Por: Gastón Recondo
A Matías Almeyda lo conozco desde hace 20 años. Lo veía entrenarse en Villa Martelli, recientemente sumado a un plantel profesional repleto de experiencia y caudillos. En dicho contexto, y a pesar de su juventud, ya sobresalía por su carácter. Se cortó el pelo, aprendió todo lo que pudo del puesto de la mano del Tolo Gallego, compitió sanamente con Leo Astrada, y se transformó en imprescindible e insustituible tanto en River como en la selección antes de cumplir 23 años. Dueño de una condición atlética admirable, rebelde ante cualquier injusticia que pasara cerca, temperamental y competitivo, tuvo todo para ser un jugador de elite y lo fue. Atrás en el tiempo, no en su cabeza, había quedado el desarraigo, tanto sufrimiento por alejarse de su Azul siendo tan chico. Aquel padecimiento le pasó factura en varios momentos de su carrera. Estamos hablando de una persona que llegó a sufrir tanto ciertos aspectos propios del fútbol profesional y de su negocio que decidió retirarse muy tempranamente. Los cuatro años que vivió fuera del mundo futbolero le permitieron entender que podía convivir con lo que tanto lo alteraba y rebelaba. Volvió para jugar en River y cumplió. La última foto como futbolista no fue la soñada. Ni siquiera llevaba puesta la ropa de jugador por estar suspendido ese fatídico 26 de junio de 2011.
River debía recomponerse rápidamente. Lo primero que resolvió Passarella como presidente fue ofrecerle ser el entrenador del equipo en la B Nacional. Almeyda aceptó inmediatamente. No se permitió hacer el duelo por el retiro ni por el descenso. Dio vuelta la página en un segundo y se cargó una presión desconocida para él. Desde ese día en adelante, ya nunca más fue indiscutido.
Confieso que nunca me cerró del todo que Almeyda fuera el técnico de River apenas retirado. Es más, y se lo dije en una conversación telefónica, estaba y estoy convencido de que debería haber continuado un año más como futbolista. Aceptando la propuesta del presidente del club no hacía más que exponer todo el amor que tan genuinamente se había ganado entre los hinchas millonarios. Ese asiento en el banco de suplentes es una silla eléctrica. Conociendo la impulsividad y la carencia de memoria del argentino en general, imaginé que cada traspié se traduciría en agravio. No me causa ninguna gracia el insulto, mucho menos cuando es gratuito.

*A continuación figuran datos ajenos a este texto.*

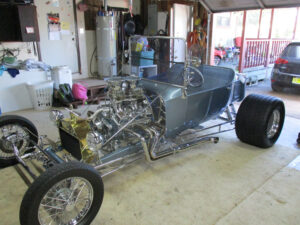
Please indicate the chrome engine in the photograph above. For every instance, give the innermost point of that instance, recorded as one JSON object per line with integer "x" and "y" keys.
{"x": 118, "y": 123}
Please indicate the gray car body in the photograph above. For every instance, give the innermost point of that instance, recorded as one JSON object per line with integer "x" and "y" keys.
{"x": 188, "y": 107}
{"x": 283, "y": 74}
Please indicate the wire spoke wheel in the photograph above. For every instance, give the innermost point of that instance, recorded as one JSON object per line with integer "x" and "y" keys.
{"x": 66, "y": 194}
{"x": 13, "y": 133}
{"x": 67, "y": 202}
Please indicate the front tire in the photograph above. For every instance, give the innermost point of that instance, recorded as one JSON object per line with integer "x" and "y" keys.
{"x": 259, "y": 120}
{"x": 68, "y": 193}
{"x": 12, "y": 126}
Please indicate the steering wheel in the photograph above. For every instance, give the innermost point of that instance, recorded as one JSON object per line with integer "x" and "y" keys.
{"x": 194, "y": 80}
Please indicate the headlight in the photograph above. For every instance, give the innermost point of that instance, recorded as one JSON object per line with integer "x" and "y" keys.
{"x": 56, "y": 115}
{"x": 94, "y": 140}
{"x": 125, "y": 86}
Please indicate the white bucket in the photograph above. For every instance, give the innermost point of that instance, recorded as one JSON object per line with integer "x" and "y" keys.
{"x": 61, "y": 75}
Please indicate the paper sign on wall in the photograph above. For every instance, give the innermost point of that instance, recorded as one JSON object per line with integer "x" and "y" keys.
{"x": 54, "y": 26}
{"x": 65, "y": 28}
{"x": 55, "y": 3}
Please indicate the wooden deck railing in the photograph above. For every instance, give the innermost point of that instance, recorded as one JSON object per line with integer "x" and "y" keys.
{"x": 262, "y": 52}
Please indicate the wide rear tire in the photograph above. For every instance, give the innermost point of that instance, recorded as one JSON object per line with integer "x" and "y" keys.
{"x": 68, "y": 193}
{"x": 259, "y": 120}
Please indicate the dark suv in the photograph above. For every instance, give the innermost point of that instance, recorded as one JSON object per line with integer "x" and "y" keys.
{"x": 286, "y": 72}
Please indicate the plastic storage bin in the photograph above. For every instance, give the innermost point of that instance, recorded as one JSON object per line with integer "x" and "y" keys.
{"x": 144, "y": 58}
{"x": 41, "y": 95}
{"x": 61, "y": 75}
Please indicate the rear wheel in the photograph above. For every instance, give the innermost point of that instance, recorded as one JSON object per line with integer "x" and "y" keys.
{"x": 260, "y": 120}
{"x": 276, "y": 88}
{"x": 68, "y": 193}
{"x": 19, "y": 130}
{"x": 217, "y": 60}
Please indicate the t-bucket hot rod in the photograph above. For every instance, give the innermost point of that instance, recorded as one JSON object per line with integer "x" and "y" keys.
{"x": 152, "y": 117}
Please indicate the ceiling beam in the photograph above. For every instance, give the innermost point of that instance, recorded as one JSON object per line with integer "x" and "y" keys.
{"x": 203, "y": 3}
{"x": 261, "y": 4}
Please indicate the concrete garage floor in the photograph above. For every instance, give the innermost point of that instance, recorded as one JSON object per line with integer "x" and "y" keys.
{"x": 225, "y": 183}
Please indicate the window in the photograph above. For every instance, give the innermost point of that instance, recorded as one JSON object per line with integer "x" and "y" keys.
{"x": 284, "y": 23}
{"x": 292, "y": 51}
{"x": 265, "y": 23}
{"x": 252, "y": 23}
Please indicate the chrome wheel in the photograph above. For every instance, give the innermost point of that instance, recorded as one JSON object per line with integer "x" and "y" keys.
{"x": 273, "y": 124}
{"x": 16, "y": 134}
{"x": 67, "y": 202}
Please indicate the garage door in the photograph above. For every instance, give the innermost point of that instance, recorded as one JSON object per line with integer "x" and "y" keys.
{"x": 234, "y": 5}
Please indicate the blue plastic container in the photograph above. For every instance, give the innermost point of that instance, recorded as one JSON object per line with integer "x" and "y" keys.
{"x": 143, "y": 58}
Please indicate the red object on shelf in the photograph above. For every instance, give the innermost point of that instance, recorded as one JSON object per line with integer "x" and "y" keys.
{"x": 238, "y": 42}
{"x": 281, "y": 61}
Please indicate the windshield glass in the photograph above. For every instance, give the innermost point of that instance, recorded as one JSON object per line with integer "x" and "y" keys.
{"x": 158, "y": 58}
{"x": 292, "y": 51}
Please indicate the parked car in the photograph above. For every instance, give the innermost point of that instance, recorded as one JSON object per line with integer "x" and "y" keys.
{"x": 219, "y": 54}
{"x": 286, "y": 71}
{"x": 149, "y": 118}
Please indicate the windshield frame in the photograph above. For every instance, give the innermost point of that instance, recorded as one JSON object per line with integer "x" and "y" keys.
{"x": 184, "y": 86}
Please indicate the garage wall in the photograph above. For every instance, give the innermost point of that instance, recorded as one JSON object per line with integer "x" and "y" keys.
{"x": 13, "y": 91}
{"x": 91, "y": 34}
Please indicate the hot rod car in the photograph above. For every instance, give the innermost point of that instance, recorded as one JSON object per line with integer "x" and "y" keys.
{"x": 152, "y": 117}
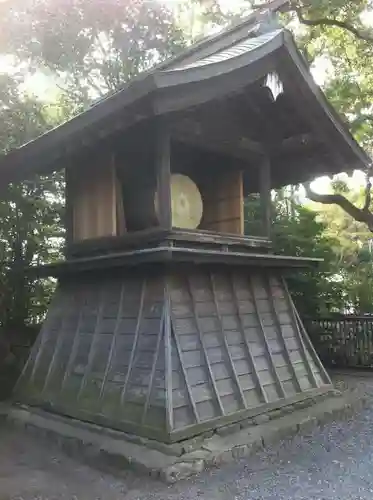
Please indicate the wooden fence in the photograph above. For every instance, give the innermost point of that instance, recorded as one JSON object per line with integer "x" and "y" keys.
{"x": 344, "y": 342}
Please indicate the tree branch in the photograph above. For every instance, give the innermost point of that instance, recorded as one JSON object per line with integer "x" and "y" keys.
{"x": 287, "y": 5}
{"x": 359, "y": 214}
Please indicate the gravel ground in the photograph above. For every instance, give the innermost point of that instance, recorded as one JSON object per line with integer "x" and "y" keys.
{"x": 333, "y": 463}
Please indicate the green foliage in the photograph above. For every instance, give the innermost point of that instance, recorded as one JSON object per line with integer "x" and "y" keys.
{"x": 353, "y": 251}
{"x": 296, "y": 231}
{"x": 91, "y": 47}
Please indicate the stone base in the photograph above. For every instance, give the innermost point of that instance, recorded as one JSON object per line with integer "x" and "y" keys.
{"x": 113, "y": 450}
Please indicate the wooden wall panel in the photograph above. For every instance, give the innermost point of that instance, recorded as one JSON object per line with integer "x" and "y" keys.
{"x": 223, "y": 203}
{"x": 94, "y": 201}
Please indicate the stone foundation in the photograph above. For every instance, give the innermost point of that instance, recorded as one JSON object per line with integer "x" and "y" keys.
{"x": 114, "y": 451}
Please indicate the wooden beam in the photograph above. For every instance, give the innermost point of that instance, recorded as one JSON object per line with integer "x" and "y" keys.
{"x": 163, "y": 173}
{"x": 265, "y": 196}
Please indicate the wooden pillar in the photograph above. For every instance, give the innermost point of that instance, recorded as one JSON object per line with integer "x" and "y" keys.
{"x": 163, "y": 173}
{"x": 265, "y": 196}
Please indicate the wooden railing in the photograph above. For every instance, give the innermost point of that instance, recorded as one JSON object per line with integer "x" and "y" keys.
{"x": 343, "y": 342}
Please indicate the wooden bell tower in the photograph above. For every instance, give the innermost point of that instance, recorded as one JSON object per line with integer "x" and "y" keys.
{"x": 171, "y": 314}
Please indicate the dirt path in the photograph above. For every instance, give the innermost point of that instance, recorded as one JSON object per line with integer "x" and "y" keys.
{"x": 333, "y": 463}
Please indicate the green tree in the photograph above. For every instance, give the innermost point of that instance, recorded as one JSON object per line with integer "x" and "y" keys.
{"x": 30, "y": 213}
{"x": 90, "y": 47}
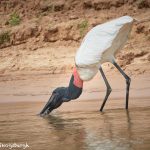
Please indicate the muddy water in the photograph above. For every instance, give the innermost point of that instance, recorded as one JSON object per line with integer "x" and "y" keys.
{"x": 114, "y": 129}
{"x": 76, "y": 125}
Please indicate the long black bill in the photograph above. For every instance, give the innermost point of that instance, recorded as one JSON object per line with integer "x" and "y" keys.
{"x": 54, "y": 102}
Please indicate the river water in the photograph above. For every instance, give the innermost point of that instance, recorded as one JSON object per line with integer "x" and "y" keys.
{"x": 76, "y": 125}
{"x": 74, "y": 130}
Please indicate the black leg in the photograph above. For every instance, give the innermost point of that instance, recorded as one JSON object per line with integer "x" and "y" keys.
{"x": 108, "y": 88}
{"x": 128, "y": 80}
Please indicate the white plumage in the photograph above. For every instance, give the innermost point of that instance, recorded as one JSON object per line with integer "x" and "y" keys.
{"x": 101, "y": 44}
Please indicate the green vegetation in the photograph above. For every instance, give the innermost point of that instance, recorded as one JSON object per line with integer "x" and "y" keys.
{"x": 83, "y": 27}
{"x": 14, "y": 19}
{"x": 4, "y": 37}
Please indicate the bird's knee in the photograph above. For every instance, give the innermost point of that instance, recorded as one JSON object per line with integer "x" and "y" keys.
{"x": 109, "y": 90}
{"x": 128, "y": 80}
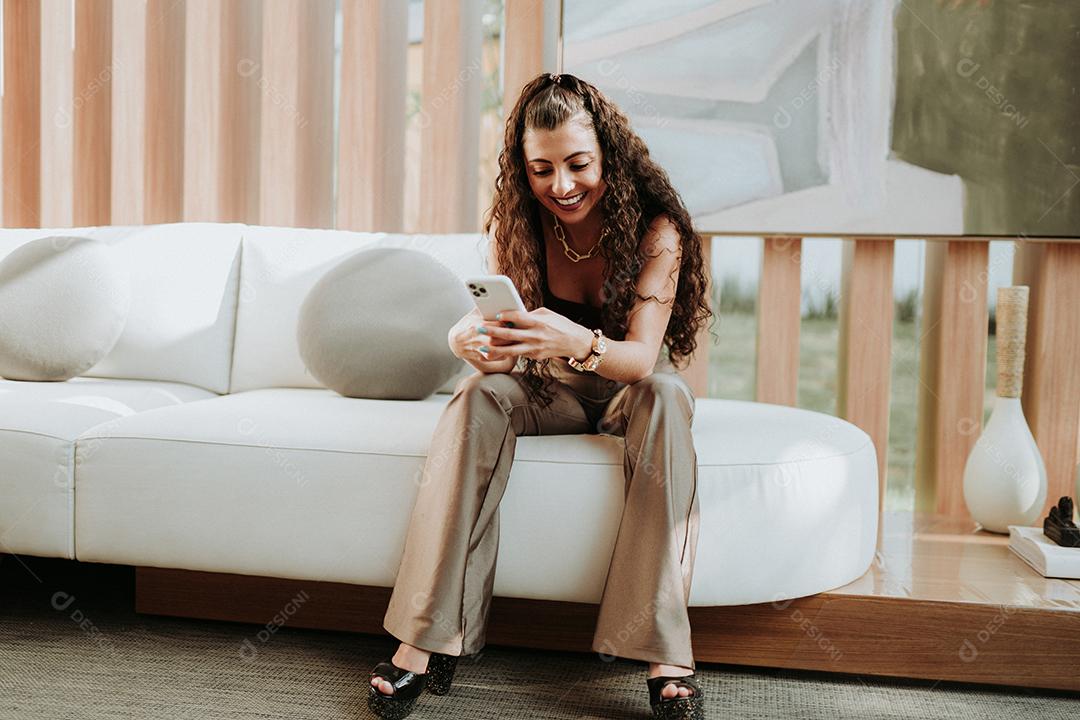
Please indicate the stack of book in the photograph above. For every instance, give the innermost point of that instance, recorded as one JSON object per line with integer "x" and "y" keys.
{"x": 1048, "y": 558}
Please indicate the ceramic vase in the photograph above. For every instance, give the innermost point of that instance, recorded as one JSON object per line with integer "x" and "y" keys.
{"x": 1004, "y": 479}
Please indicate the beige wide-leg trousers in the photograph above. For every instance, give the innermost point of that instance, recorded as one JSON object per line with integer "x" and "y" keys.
{"x": 443, "y": 592}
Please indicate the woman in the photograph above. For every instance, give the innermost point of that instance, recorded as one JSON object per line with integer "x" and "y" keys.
{"x": 602, "y": 250}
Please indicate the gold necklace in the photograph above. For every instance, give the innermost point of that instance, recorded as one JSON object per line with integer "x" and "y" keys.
{"x": 570, "y": 253}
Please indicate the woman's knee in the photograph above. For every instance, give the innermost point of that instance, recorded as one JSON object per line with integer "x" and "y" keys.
{"x": 501, "y": 386}
{"x": 663, "y": 390}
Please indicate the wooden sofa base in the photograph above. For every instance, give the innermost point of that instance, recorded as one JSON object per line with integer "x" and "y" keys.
{"x": 831, "y": 632}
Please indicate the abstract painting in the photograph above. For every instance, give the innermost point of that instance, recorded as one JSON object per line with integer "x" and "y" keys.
{"x": 901, "y": 118}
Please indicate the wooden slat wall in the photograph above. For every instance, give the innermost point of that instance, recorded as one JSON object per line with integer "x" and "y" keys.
{"x": 372, "y": 116}
{"x": 92, "y": 164}
{"x": 952, "y": 371}
{"x": 221, "y": 110}
{"x": 163, "y": 108}
{"x": 779, "y": 312}
{"x": 296, "y": 86}
{"x": 524, "y": 32}
{"x": 129, "y": 126}
{"x": 865, "y": 343}
{"x": 57, "y": 133}
{"x": 22, "y": 108}
{"x": 449, "y": 117}
{"x": 1051, "y": 395}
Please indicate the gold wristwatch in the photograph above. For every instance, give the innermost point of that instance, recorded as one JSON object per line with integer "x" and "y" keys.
{"x": 591, "y": 363}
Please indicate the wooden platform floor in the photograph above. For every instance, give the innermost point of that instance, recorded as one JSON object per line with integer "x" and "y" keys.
{"x": 941, "y": 601}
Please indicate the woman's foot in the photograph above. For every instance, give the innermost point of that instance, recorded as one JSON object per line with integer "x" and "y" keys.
{"x": 406, "y": 657}
{"x": 671, "y": 690}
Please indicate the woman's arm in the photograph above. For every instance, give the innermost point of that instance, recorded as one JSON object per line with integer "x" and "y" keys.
{"x": 543, "y": 334}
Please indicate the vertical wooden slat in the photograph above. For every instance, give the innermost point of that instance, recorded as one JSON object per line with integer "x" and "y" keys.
{"x": 1051, "y": 395}
{"x": 57, "y": 130}
{"x": 163, "y": 105}
{"x": 865, "y": 343}
{"x": 779, "y": 304}
{"x": 450, "y": 116}
{"x": 297, "y": 119}
{"x": 129, "y": 113}
{"x": 952, "y": 372}
{"x": 697, "y": 371}
{"x": 372, "y": 116}
{"x": 523, "y": 48}
{"x": 148, "y": 112}
{"x": 22, "y": 107}
{"x": 221, "y": 110}
{"x": 92, "y": 93}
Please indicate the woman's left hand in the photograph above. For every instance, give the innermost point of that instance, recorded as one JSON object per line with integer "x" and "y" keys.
{"x": 538, "y": 335}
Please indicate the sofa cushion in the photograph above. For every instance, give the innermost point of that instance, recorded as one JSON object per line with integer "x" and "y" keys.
{"x": 294, "y": 483}
{"x": 375, "y": 325}
{"x": 64, "y": 301}
{"x": 280, "y": 268}
{"x": 184, "y": 299}
{"x": 39, "y": 422}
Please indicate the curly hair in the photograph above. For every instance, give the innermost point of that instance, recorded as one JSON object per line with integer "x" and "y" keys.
{"x": 637, "y": 191}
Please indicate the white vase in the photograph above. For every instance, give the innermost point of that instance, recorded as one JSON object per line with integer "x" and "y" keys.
{"x": 1004, "y": 481}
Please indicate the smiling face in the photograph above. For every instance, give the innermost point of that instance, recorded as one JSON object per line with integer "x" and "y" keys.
{"x": 564, "y": 164}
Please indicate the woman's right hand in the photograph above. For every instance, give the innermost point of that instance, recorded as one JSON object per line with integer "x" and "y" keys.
{"x": 466, "y": 342}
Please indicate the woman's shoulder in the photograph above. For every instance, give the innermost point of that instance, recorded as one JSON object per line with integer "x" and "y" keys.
{"x": 662, "y": 233}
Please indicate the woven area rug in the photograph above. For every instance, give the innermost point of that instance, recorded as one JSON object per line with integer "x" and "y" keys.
{"x": 70, "y": 647}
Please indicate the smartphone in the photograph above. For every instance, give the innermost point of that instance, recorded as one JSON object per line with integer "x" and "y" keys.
{"x": 494, "y": 294}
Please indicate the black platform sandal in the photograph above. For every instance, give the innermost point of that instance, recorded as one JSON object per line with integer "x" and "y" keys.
{"x": 408, "y": 684}
{"x": 691, "y": 707}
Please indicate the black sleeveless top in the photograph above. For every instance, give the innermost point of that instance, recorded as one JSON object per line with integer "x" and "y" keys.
{"x": 581, "y": 313}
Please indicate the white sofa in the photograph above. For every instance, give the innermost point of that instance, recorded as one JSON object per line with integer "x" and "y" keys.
{"x": 201, "y": 443}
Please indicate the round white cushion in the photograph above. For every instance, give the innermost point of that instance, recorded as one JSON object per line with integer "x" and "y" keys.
{"x": 64, "y": 302}
{"x": 375, "y": 326}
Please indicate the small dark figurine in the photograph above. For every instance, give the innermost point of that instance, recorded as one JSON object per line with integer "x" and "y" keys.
{"x": 1058, "y": 525}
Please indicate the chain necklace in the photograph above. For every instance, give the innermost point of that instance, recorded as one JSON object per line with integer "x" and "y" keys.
{"x": 570, "y": 253}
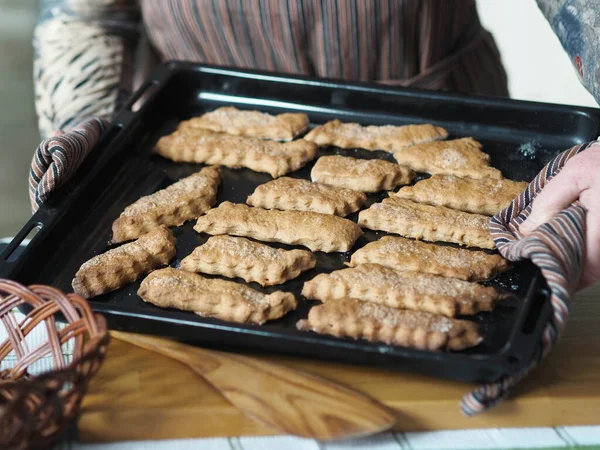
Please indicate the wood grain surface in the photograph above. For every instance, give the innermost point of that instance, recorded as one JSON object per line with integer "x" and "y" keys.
{"x": 286, "y": 400}
{"x": 139, "y": 394}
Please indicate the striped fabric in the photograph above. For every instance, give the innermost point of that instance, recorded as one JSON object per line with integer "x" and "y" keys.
{"x": 422, "y": 43}
{"x": 58, "y": 157}
{"x": 557, "y": 249}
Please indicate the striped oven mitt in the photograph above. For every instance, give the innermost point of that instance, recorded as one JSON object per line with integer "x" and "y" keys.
{"x": 57, "y": 158}
{"x": 557, "y": 248}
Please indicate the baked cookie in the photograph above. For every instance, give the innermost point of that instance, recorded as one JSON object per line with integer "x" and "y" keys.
{"x": 365, "y": 175}
{"x": 318, "y": 232}
{"x": 210, "y": 297}
{"x": 432, "y": 223}
{"x": 125, "y": 264}
{"x": 253, "y": 262}
{"x": 460, "y": 157}
{"x": 387, "y": 137}
{"x": 230, "y": 120}
{"x": 408, "y": 254}
{"x": 404, "y": 290}
{"x": 302, "y": 195}
{"x": 481, "y": 196}
{"x": 197, "y": 145}
{"x": 378, "y": 323}
{"x": 184, "y": 200}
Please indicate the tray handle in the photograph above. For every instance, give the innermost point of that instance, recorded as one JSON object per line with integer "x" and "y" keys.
{"x": 25, "y": 236}
{"x": 538, "y": 311}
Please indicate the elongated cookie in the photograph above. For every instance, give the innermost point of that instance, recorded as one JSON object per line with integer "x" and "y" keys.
{"x": 404, "y": 290}
{"x": 239, "y": 257}
{"x": 388, "y": 137}
{"x": 365, "y": 175}
{"x": 302, "y": 195}
{"x": 460, "y": 157}
{"x": 225, "y": 300}
{"x": 197, "y": 145}
{"x": 184, "y": 200}
{"x": 230, "y": 120}
{"x": 407, "y": 254}
{"x": 125, "y": 264}
{"x": 432, "y": 223}
{"x": 318, "y": 232}
{"x": 484, "y": 196}
{"x": 378, "y": 323}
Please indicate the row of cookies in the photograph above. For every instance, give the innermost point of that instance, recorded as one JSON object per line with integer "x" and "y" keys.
{"x": 237, "y": 257}
{"x": 274, "y": 225}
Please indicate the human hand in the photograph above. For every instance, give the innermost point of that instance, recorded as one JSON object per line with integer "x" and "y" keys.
{"x": 578, "y": 180}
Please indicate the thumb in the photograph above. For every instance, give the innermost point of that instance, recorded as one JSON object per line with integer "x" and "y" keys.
{"x": 559, "y": 192}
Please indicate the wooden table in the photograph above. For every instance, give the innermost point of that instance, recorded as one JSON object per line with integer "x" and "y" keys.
{"x": 141, "y": 395}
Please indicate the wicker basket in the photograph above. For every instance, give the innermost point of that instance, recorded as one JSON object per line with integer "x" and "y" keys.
{"x": 36, "y": 410}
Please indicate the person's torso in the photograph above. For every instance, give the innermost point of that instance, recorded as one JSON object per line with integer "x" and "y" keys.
{"x": 382, "y": 40}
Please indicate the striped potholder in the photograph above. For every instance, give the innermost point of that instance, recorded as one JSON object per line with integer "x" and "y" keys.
{"x": 57, "y": 158}
{"x": 557, "y": 248}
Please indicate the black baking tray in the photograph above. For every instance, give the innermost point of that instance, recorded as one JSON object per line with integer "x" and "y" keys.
{"x": 75, "y": 223}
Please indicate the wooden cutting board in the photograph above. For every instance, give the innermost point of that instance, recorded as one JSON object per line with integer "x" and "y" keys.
{"x": 142, "y": 395}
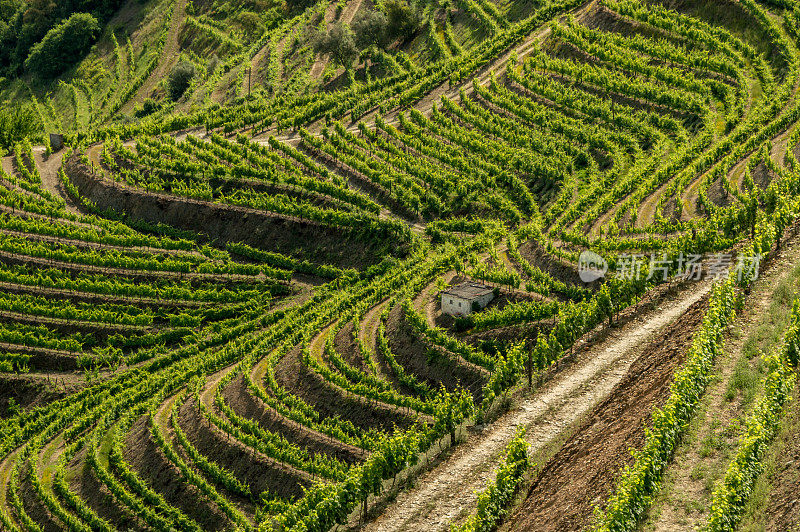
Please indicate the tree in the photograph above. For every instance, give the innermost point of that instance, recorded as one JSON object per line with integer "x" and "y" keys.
{"x": 339, "y": 42}
{"x": 403, "y": 19}
{"x": 371, "y": 29}
{"x": 63, "y": 46}
{"x": 179, "y": 79}
{"x": 16, "y": 123}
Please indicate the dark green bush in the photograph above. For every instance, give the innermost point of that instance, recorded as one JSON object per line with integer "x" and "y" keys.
{"x": 16, "y": 123}
{"x": 179, "y": 79}
{"x": 63, "y": 46}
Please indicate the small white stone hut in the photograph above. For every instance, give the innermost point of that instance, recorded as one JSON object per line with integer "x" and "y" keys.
{"x": 458, "y": 300}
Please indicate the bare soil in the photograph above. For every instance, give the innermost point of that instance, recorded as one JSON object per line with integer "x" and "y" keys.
{"x": 583, "y": 473}
{"x": 431, "y": 366}
{"x": 446, "y": 492}
{"x": 149, "y": 462}
{"x": 330, "y": 401}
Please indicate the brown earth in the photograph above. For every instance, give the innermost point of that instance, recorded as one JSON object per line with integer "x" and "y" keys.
{"x": 331, "y": 401}
{"x": 146, "y": 458}
{"x": 583, "y": 473}
{"x": 418, "y": 358}
{"x": 223, "y": 223}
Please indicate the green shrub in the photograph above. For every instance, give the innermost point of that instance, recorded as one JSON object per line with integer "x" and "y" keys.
{"x": 16, "y": 123}
{"x": 63, "y": 46}
{"x": 180, "y": 77}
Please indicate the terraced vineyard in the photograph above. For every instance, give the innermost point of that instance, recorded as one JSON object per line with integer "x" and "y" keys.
{"x": 224, "y": 316}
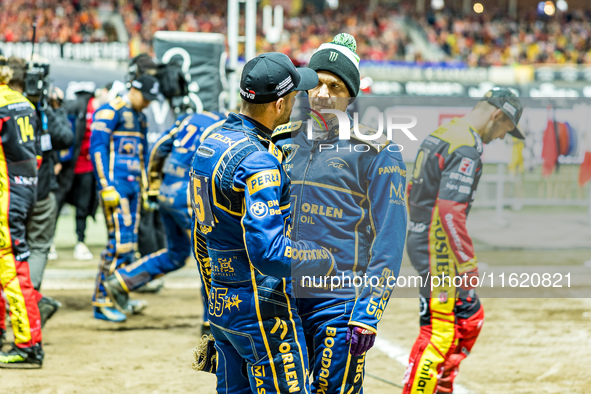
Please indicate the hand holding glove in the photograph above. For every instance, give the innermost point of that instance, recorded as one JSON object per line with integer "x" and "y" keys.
{"x": 110, "y": 197}
{"x": 470, "y": 279}
{"x": 205, "y": 355}
{"x": 361, "y": 340}
{"x": 150, "y": 201}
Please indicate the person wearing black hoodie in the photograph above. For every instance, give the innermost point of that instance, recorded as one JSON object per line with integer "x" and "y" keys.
{"x": 56, "y": 135}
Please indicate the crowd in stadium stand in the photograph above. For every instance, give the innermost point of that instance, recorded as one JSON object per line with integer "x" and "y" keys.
{"x": 495, "y": 39}
{"x": 57, "y": 21}
{"x": 478, "y": 40}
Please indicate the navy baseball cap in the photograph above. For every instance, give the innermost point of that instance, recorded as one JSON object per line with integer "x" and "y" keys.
{"x": 509, "y": 103}
{"x": 148, "y": 85}
{"x": 270, "y": 76}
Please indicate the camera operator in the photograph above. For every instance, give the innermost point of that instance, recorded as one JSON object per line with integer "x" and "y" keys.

Puedo hacer una lista bastante extensa de lo que, a mi criterio, hizo mal o pudo haber hecho mejor en este casi año y medio como entrenador. Nobleza obliga, también le puedo anotar la misma cantidad de aciertos. Más allá de pareceres personales y absolutamente discutibles (estoy a años luz de saber de fútbol tanto como Almeyda), noto que una vez más estamos en presencia de una traición. En el hipotético caso de que la dirigencia de River no lo tolere más como responsable técnico del equipo, lo más noble y decente que puede hacer es comunicárselo, solicitarle que renuncie y, si no encuentra consenso, despedirlo. Hablamos de un comportamiento propio de un hombre. En cambio, de la misma forma que hemos visto comportarse a otros dirigentes en otros clubes no hace mucho, comienzo a notar un rosqueo asqueroso y repugnante que sólo busca ensuciar y desgastar a la persona para que se harte y se vaya sin reclamar nada. Esta es una conducta típica en la gente cobarde. Miserables.
Espero que la locura no se propague aún más, que irrumpa la cordura y la calma, y que los destinos de River y de todo el fútbol argentino no se resuelvan más por impulsos ni agachadas.